At times, it can feel like the big featured guests on “Punk” are merely encroaching on Young Thug’s meditation. The histrionics of fun.’s Nate Ruess feel misplaced here, in a hook that verges on musical theatre, and Young Thug already made his definitive rock piano ballad in 2018, repurposing the work of his mutual admirer Elton John. “Stressed” doesn’t even have a verse by its front man, and while J. Cole does bring his best Young Thug impression to the song, it can’t sustain momentum without the real thing. The dirtbag pop sensation Post Malone and the fashionista A$AP Rocky sound like they are FaceTiming in from separate parties on “Livin It Up.” And the album’s most star-studded collaboration is also its blandest: Drake and Travis Scott, two of music’s most viable commercial commodities, team up again for “Bubbly.” Scott performs on the track like a bizarro Young Thug, incapable of wringing any enthusiasm out of his voice, and delivers some egregious groaner punchlines, while Drake continues to burrow into narcissism.
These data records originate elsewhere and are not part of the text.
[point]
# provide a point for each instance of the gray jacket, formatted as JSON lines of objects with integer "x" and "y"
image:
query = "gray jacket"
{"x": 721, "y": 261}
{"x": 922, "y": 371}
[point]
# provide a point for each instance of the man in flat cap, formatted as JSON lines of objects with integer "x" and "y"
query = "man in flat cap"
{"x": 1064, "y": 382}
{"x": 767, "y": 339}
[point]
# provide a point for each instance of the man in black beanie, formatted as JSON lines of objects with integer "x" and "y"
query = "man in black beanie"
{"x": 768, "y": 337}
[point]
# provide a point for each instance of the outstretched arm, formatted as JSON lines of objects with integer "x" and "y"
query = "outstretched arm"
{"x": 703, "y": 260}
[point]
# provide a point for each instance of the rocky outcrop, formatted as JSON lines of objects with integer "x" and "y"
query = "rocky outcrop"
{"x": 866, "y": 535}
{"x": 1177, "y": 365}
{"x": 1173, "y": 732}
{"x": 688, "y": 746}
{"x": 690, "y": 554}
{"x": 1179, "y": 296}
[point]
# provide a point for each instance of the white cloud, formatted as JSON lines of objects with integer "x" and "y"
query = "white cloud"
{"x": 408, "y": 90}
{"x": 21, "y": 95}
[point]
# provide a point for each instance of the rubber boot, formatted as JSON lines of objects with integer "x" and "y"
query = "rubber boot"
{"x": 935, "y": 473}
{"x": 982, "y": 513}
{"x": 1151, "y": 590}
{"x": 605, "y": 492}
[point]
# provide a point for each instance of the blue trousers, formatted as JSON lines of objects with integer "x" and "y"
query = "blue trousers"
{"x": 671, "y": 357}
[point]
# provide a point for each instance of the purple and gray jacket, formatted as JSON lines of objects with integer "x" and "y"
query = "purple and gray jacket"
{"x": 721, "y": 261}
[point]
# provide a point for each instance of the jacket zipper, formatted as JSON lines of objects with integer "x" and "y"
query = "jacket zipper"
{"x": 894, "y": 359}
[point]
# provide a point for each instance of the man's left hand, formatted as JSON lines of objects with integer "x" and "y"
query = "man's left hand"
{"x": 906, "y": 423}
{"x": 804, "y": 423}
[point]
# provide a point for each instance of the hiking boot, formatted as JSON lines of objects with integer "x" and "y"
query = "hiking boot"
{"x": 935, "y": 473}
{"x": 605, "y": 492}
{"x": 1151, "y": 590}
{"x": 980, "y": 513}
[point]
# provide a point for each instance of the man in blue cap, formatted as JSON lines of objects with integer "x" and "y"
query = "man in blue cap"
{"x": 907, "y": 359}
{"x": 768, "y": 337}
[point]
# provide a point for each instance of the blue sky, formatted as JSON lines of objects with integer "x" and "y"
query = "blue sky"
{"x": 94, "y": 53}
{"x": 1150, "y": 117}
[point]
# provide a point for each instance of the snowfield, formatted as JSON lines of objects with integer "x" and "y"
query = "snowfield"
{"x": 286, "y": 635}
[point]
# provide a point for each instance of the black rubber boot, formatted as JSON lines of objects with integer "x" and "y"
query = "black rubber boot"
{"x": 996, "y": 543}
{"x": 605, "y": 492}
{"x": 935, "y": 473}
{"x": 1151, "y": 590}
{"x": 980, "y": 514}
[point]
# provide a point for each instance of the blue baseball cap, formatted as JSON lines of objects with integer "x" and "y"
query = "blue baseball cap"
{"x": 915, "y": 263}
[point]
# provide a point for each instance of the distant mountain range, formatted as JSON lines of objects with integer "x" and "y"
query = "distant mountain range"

But, pleasantly, a handful of the “Punk” crossovers reëstablish Young Thug as a creative chameleon. The Pi’erre Bourne-produced romp “Rich Nigga Shit” unites him and the late Juice WRLD in gleeful skylarking, as the beat hops along like a subwoofer come to life. The pop multi-hyphenate Doja Cat mirrors his prancing cadences and alien yips on “Icy Hot.” “First of all, I’ve been in the trap for a lifetime,” he mutters, which now feels as true of his music. And the closer, “Day Before,” with the late Mac Miller in his last days, brings a fitting end to the proceedings, with Young Thug’s vision of quietude seemingly aligned with Miller’s. “Punk” is an act of refinement. There’s something thrilling about a being of pure chaos discovering control.